Las explicaciones que remiten al plano material son obviamente pertinentes, pero tienen un límite claro. La experiencia comparada muestra que, incluso en países con políticas familiares generosas y amplios servicios de bienestar, la fecundidad sigue disminuyendo, e incluso que, en más de un caso, esa disminución es más acentuada que en los países que carecen de tales políticas. Esto sugiere que estamos ante una transformación más profunda: un cambio cultural en las valoraciones, prioridades y expectativas afectivas. En las últimas décadas los hijos han dejado de ocupar el centro simbólico que antes tenían como fuente de continuidad, sentido y proyecto compartido. Se han vuelto, en términos cada vez más explícitos, una opción prescindible. Y esto ocurre al mismo tiempo que aumentan las aspiraciones de autonomía personal, profesional y afectiva.

Este desplazamiento está estrechamente relacionado con un fenómeno más amplio, que la literatura reciente ha empezado a subrayar: la creciente dificultad contemporánea para sostener vínculos de dependencia duraderos. En un entorno cultural que valora la autonomía por encima de la interdependencia, formar una pareja estable, sostener un proyecto común y criar hijos se vuelve una empresa mucho más exigente. Como han mostrado encuestas en los últimos años, los chilenos experimentan hoy niveles altos de soledad y una reducción significativa de las redes cercanas[1] La vida compartida —ya sea en pareja, familia extensa o barrios— se ha vuelto más frágil, más inusual y más incierta. Este adelgazamiento de los lazos, que afecta tanto a jóvenes como a adultos, repercute directamente en la decisión de tener hijos: se vuelve más difícil imaginar un futuro compartido cuando la infraestructura afectiva y comunitaria que lo hacía posible está debilitada.

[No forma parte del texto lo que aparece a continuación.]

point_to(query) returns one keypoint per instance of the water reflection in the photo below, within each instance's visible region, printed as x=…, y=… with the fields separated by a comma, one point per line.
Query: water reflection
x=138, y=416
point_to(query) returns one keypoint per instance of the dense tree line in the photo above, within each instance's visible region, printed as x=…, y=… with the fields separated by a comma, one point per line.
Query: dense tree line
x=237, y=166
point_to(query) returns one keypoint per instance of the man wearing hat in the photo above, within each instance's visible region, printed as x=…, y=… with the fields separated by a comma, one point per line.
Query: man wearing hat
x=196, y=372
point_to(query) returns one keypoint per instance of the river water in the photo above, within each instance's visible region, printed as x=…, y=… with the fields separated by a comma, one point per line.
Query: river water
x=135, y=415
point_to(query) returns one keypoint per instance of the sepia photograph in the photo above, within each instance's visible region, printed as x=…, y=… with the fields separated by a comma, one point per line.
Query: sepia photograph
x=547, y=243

En este contexto, la caída de la natalidad funciona como un barómetro de algo más amplio: la erosión de las estructuras simbólicas, relacionales y materiales que históricamente sostuvieron la formación de familias. La crianza, que requiere estabilidad y compromisos a largo plazo, aparece tensionada por expectativas individuales cada vez más altas sobre la vida de pareja y por modelos laborales y urbanos que reducen el tiempo disponible para el encuentro, el cuidado y la construcción de comunidad. La baja natalidad no es, entonces, solo un cambio en los comportamientos reproductivos, sino el síntoma de un ecosistema cultural y social que se ha vuelto más frágil para sostener proyectos familiares duraderos. No se detienen esos problemas simplemente predicando en contra del giro en cuestión, pero un paso indispensable consiste en ser capaces de enfocarlo críticamente. Ahora bien, si aquí hemos notado esa dificultad a partir de un problema ampliamente reconocido como tal, a continuación fijaremos la mirada en un tópico que ni siquiera queremos reconocer como problema.

 

La estructura importa

 

Si la caída de la natalidad indica que cada vez menos personas emprenden el proyecto de formar una familia, la estructura en que nacen los niños que sí llegan al mundo revela un síntoma igualmente inquietante. En Chile, cerca de tres de cada cuatro nacimientos ocurren fuera de una unión conyugal estable —la cifra más alta de la OCDE—, pero este hecho ha desaparecido casi por completo del debate público. Vale la pena subrayarlo. Hace unos quince años, cada enero los titulares todavía destacaban el aumento de los nacimientos fuera del matrimonio: un año representaban el 69% (2012), otro el 71% (2013) y más adelante el 73% (2016). Eso fue hace una década, y luego esas cifras dejaron de importar.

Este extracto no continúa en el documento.